Le doy una patada al despertador, pensando en seguir durmiendo. Pero de golpe mis ojos se abren como platos, recordando que día es. Hoy no me puedo dormir.
Miro el oscuro techo de mi habitación. Esta a pocos centímetros de mi nariz, si no me levantase con cuidado podría darme un buen golpe en la cabeza. No sería la primera vez.
Bajo las escaleras de la litera lenta y sigilosamente, intentando no despertar a Tom, que duerme en una cama bajo la mía. Cruzo silenciosamente el pasillo, procurando que mis pies hagan el menor ruido posible al rozar el suelo.
Llego a nuestro diminuto baño, un pequeño rectángulo de dos metros de ancho por tres de largo. Es el típico baño, con baldosas blancas y una cenefa azul que cruza la estancia. El único toque de color lo ofrece una pequeña vela azul que desprende un ligero aroma a agua de mar.
Miro la vela fijamente, y al levantar la vista, me encuentro con mis ojos reflejados en el espejo. Unos ojos demasiado grandes y vivaces para un rostro tan pequeño como el mío. Bajando la mirada, contemplo mi nariz redondeada, de forma aniñada, salpicada de diminutas pecas que descienden hasta los mofletes. Llegados a ese punto, decido examinar también mi pelo, que se extiende como una aureola anaranjada alrededor de mi cara. La gente suele decir que tengo el cabello rizado, pero más bien es bufado y sin forma. Solo cuando me permito trenzármelo durante toda la noche y soltármelo a la mañana siguiente, mi pelo cae en una cascada ondulada llegando hasta la mitad de mi espalda. Mi rostro ovalado y las pecas hacen que parezca menor, pero en realidad este es mi decimoséptimo año. Al menos tengo unas piernas largas, aunque demasiado delgadas para mi gusto, que contrarrestan mi rostro infantil.
Me quito el liviano camisón y me adentro bajo el agua caliente que sale irregularmente del grifo de la ducha. Mis músculos se van relajando lentamente gracias al familiar olor a fresas del jabón, pero mi cerebro cada vez está más despierto, tomando consciencia plena del día que es hoy.
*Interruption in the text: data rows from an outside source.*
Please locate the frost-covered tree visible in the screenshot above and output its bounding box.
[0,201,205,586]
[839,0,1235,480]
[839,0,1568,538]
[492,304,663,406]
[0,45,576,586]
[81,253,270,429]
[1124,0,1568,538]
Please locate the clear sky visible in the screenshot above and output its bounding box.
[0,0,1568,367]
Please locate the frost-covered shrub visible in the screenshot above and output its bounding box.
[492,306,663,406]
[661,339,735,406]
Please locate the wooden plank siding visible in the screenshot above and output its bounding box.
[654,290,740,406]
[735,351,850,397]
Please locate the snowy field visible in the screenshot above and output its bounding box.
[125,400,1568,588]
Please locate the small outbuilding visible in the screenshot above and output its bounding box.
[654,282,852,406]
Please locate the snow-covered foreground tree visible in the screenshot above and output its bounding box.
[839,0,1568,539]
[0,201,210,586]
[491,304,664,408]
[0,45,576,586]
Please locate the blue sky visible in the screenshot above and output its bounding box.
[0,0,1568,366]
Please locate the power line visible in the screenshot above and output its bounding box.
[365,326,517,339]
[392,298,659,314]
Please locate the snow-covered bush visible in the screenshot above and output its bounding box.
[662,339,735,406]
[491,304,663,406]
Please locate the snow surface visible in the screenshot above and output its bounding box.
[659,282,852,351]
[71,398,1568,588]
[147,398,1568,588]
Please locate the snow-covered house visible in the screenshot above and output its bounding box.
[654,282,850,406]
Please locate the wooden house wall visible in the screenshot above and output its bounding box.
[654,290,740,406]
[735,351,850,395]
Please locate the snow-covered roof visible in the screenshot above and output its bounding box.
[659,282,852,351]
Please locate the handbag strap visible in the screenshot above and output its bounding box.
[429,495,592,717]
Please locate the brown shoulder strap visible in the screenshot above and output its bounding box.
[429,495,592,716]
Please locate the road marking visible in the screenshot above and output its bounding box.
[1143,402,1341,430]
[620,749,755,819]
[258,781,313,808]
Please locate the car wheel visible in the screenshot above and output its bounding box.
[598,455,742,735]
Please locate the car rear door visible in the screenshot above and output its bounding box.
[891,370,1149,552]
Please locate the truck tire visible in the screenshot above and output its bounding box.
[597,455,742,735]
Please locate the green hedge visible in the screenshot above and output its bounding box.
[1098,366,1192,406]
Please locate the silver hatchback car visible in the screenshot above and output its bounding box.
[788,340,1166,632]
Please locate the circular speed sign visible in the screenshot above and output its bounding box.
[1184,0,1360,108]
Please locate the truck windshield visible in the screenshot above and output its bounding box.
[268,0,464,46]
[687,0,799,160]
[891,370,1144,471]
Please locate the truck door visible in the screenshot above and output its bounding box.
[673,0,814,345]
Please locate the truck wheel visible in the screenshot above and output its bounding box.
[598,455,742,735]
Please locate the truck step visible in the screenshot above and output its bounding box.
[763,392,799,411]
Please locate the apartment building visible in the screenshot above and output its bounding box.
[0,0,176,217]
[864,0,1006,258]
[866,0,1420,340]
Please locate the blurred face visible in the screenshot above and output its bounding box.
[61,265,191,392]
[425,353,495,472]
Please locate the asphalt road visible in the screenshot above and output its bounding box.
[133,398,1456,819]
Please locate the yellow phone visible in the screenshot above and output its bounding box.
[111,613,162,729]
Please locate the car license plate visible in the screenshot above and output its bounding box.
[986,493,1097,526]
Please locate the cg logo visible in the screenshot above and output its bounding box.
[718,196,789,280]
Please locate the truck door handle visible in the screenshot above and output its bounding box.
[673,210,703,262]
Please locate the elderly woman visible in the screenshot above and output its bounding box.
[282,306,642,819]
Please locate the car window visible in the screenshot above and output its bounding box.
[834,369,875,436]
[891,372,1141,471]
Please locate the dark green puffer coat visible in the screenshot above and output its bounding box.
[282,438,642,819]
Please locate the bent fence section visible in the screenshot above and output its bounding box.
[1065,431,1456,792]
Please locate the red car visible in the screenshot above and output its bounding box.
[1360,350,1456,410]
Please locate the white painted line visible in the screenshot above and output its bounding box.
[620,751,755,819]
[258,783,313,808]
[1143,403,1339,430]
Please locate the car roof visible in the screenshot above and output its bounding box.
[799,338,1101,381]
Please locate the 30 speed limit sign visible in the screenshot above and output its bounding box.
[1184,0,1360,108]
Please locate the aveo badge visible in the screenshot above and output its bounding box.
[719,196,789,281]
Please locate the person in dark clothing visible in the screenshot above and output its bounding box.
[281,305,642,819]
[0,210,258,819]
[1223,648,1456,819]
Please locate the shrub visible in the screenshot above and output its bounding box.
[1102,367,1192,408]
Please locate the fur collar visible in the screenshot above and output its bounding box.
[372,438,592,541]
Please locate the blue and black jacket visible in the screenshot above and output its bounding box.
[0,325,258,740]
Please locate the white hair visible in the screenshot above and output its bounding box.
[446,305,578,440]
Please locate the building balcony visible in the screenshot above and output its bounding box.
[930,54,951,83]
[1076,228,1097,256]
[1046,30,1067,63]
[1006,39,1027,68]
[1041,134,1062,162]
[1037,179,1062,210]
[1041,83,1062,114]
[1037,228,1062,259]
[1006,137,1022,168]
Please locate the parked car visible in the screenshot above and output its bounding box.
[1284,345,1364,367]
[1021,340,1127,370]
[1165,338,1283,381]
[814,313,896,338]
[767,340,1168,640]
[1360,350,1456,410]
Y es que hoy ha llegado el día de la Emancipación.
Cuando los adolescentes llegan a la edad de 17 primaveras, son enviados a diferentes lugares de las Fronteras de nuestra Región para proteger la tierra que nuestros antecesores han luchado y conseguido con tanto ahínco. 12 años después, son devueltos a su lugar de origen y recompensados con una casa y un empleo digno en el que trabajar.
Al menos, así es como el gobierno lo anuncia en los reclamos emitidos por televisión. En realidad, las Fronteras son un campo de batalla del que muy poca gente consigue salir con vida, así que normalmente, el remanso de paz en el hogar no suele llegar nunca.
Desecho estos pensamientos rápidamente de mi cabeza mientras me aclaro el cabello, intentando mantenerlos en un rincón, apartados de mi imaginativo cerebro, que no cesa de reproducir imágenes vistas por televisión o en los museos sobre las Fronteras.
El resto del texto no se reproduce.